Sixty percent of parents responding to a recent survey strongly agreed that their child would be more likely to succeed in math if their classes are relevant and engaging.
But responding to that finding—from a December survey of 1,500 adults—could be a challenge for schools, which must navigate varying ideas about what makes a course relevant and useful in “the real world.”
The Global Strategy Group, a public relations and research firm, conducted the survey and focus groups with educators and parents on behalf of the Bill & Melinda Gates Foundation as part of the organization’s 10-year effort to improve math education, as Education Week reported recently.
“It’s very easy to check out from math, and it’s very easy to think I’m not going to be a scientist so I don’t need it,” Bill Gates said in an April 18 conversation at the ASU+GSV Summit. “But a lot of math is about understanding the world.”
(Education Week receives support for general operations and coverage of math education from the Gates Foundation. Education Week retains sole editorial control over the content of this coverage.)
Math is key, Gates said, to understanding everything from the tax system and income distribution to sports and many subjects people enjoy.
“If you don’t know math, you won’t really appreciate the beauty of all of these things,” he said.
In the survey, parents, teachers, and the public in general were more likely to describe an ideal math class as “relevant to the real world” than “challenging and rigorous.”
In focus groups that were part of the survey project, parents and teachers said math class would be more engaging if:
- lessons were connected to students’ hobbies and interests;
- lessons helped students from all backgrounds connect to what they are learning; and
- lessons are personalized, tailored, and hands-on.
Defining relevance
Two students may have very different views of what makes something engaging depending on their personal hobbies, culture, family background, professional plans, and interest in societal trends and current events.
And schools in states with restrictions on classroom discussions about issues like race, social inequality, and “divisive topics,” may face some barriers in using some real-world subjects in math lessons. That’s particularly true if those lessons include history, social policy, or topics with political consequences, like climate change.
Before the rise of such state laws, some conservative lawmakers and activists criticized districts like Seattle for considering math instruction that would explore the subject’s roots in non-western cultures.
Some teachers in other districts have tried make math relevant by connecting it to civics with lessons that rely on historical election data to predict future outcomes or asking students to explore how flat parking fines affect lower-income residents differently than those with higher incomes.
In the last three years, amid a flood of new attention to classroom materials, some political commentators and policymakers have criticized such lessons, especially those that emphasize empathy or social awareness, as a backdoor way to steer students’ political opinions.

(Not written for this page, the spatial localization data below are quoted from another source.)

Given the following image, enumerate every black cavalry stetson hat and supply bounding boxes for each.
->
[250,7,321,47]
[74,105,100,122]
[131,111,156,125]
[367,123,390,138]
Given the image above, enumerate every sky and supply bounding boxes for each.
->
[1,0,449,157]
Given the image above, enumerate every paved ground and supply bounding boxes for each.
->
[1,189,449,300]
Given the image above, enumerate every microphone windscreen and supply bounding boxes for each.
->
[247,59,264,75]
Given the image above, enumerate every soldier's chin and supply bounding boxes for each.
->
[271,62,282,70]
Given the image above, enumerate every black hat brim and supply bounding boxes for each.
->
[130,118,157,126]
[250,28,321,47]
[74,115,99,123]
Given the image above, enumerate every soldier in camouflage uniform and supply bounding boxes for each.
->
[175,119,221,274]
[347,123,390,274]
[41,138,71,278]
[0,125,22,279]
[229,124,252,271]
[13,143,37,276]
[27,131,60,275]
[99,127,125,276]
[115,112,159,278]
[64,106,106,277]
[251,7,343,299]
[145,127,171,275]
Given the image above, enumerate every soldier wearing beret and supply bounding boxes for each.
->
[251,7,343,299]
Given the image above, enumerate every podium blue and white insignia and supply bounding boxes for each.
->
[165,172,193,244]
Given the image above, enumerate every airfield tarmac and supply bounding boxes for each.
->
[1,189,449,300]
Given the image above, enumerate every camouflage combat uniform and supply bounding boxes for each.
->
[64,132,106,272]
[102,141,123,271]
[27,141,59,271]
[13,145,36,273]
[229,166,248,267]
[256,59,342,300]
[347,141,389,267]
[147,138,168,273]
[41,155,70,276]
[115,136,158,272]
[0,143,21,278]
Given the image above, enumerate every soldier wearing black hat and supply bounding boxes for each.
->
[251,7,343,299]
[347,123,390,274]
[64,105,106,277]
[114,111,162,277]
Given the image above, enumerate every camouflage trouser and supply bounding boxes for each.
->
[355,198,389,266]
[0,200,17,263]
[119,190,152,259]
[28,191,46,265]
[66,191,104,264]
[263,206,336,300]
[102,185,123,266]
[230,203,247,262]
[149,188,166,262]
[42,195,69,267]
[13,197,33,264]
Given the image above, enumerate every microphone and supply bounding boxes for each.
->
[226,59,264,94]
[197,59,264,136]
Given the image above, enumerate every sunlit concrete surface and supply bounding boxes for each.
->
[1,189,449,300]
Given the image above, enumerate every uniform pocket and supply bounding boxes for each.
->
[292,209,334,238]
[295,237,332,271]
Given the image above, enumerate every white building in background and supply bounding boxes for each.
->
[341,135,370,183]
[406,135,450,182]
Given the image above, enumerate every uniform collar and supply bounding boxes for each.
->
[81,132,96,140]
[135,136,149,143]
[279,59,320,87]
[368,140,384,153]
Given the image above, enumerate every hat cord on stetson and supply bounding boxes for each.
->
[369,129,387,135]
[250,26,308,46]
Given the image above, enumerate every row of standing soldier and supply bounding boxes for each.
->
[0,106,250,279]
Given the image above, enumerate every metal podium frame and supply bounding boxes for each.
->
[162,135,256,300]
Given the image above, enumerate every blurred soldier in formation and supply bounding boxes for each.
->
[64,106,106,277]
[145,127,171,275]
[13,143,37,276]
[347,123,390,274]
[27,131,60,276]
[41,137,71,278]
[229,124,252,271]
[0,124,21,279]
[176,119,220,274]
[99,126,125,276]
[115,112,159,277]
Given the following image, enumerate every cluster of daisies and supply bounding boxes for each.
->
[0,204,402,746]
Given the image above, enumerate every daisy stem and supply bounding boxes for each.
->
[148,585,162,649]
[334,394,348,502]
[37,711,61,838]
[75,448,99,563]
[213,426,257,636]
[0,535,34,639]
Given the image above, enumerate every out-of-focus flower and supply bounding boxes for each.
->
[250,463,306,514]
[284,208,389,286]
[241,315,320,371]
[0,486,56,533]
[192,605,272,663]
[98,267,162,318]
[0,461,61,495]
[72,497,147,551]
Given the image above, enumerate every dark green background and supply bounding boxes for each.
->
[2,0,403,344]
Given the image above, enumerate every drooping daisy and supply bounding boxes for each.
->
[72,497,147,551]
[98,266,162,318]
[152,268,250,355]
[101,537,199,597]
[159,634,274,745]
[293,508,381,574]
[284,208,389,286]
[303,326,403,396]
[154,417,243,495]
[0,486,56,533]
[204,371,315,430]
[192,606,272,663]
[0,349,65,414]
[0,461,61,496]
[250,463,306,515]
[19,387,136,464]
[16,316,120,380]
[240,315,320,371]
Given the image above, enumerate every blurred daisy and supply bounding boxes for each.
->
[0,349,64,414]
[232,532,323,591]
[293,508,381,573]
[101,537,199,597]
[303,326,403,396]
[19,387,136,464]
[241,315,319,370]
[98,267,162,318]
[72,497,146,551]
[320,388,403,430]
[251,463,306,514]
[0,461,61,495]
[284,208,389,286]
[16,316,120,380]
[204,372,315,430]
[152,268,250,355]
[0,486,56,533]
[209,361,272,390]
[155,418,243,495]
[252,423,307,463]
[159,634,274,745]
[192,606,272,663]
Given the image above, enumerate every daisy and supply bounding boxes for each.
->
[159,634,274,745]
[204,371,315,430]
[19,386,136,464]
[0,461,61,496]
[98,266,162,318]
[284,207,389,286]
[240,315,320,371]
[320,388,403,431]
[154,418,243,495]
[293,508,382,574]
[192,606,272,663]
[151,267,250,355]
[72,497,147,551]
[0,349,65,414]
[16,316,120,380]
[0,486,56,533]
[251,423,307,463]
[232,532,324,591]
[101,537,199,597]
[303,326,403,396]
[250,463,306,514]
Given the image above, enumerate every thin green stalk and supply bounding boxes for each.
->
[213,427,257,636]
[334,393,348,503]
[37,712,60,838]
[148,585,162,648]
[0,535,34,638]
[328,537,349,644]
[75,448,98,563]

In Florida, for example, state leaders flagged proposed math textbooks in 2022 after a review found issues like a story problem that discussed research on implicit bias and learning goals focused on empathy and social-emotional learning.

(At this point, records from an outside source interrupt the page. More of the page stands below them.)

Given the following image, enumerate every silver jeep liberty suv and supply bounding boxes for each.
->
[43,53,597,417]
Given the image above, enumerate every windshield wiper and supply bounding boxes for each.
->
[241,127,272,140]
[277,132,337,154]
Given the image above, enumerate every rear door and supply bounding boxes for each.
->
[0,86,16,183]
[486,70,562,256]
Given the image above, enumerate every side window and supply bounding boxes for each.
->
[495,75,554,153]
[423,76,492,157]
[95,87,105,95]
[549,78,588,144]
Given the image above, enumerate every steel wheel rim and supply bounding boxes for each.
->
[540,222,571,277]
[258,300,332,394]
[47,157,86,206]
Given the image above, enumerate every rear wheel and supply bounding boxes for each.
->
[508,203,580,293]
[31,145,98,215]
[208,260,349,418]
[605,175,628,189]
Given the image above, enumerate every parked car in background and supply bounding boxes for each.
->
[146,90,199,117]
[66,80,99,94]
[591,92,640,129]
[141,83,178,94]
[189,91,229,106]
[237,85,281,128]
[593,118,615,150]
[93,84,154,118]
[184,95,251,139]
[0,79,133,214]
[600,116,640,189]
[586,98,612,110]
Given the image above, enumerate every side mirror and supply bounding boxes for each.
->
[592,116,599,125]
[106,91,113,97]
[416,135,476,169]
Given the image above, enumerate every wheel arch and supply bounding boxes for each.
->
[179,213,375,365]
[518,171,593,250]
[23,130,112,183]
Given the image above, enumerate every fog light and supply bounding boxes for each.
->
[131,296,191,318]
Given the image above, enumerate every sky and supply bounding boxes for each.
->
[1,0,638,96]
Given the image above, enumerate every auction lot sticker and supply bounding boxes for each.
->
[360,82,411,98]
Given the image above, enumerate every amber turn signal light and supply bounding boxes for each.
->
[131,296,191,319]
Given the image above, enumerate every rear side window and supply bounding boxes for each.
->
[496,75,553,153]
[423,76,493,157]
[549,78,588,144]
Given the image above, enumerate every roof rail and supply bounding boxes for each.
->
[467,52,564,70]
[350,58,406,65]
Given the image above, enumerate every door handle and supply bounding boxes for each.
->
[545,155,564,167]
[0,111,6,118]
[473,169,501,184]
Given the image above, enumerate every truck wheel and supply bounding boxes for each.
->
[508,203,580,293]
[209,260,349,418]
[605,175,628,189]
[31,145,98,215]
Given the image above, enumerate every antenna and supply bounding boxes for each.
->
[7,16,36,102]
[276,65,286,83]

Another concern about efforts to make math relevant: Math experts and scholars have differing views about how much instruction should focus on such inquiry over explicit skills and step-by-step procedures.
The Global Strategy Group survey touched on these issues when it asked respondents to choose between the following two statements:
- “Making math more relevant and relatable for students of all backgrounds will make them more interested in what they are learning and therefore more likely to do well in math. If students are able to connect to and see themselves in what they are learning in math class, they are more likely to succeed.”
- “There is a place for instruction that incorporates diverse backgrounds and experiences in other school classes, but at its core, math is about numbers. Efforts to bring culture into math classrooms will distract from teaching the fundamentals and making sure students can pass exams.”
Parents, teachers, and adults, in general, were more likely to agree with the first option.
In an April 13 conference call with reporters, Bob Hughes, the Gates foundation’s director of K-12 education, said approaches to make math relevant will vary, depending on conditions in each district, local conversations, and “community values.”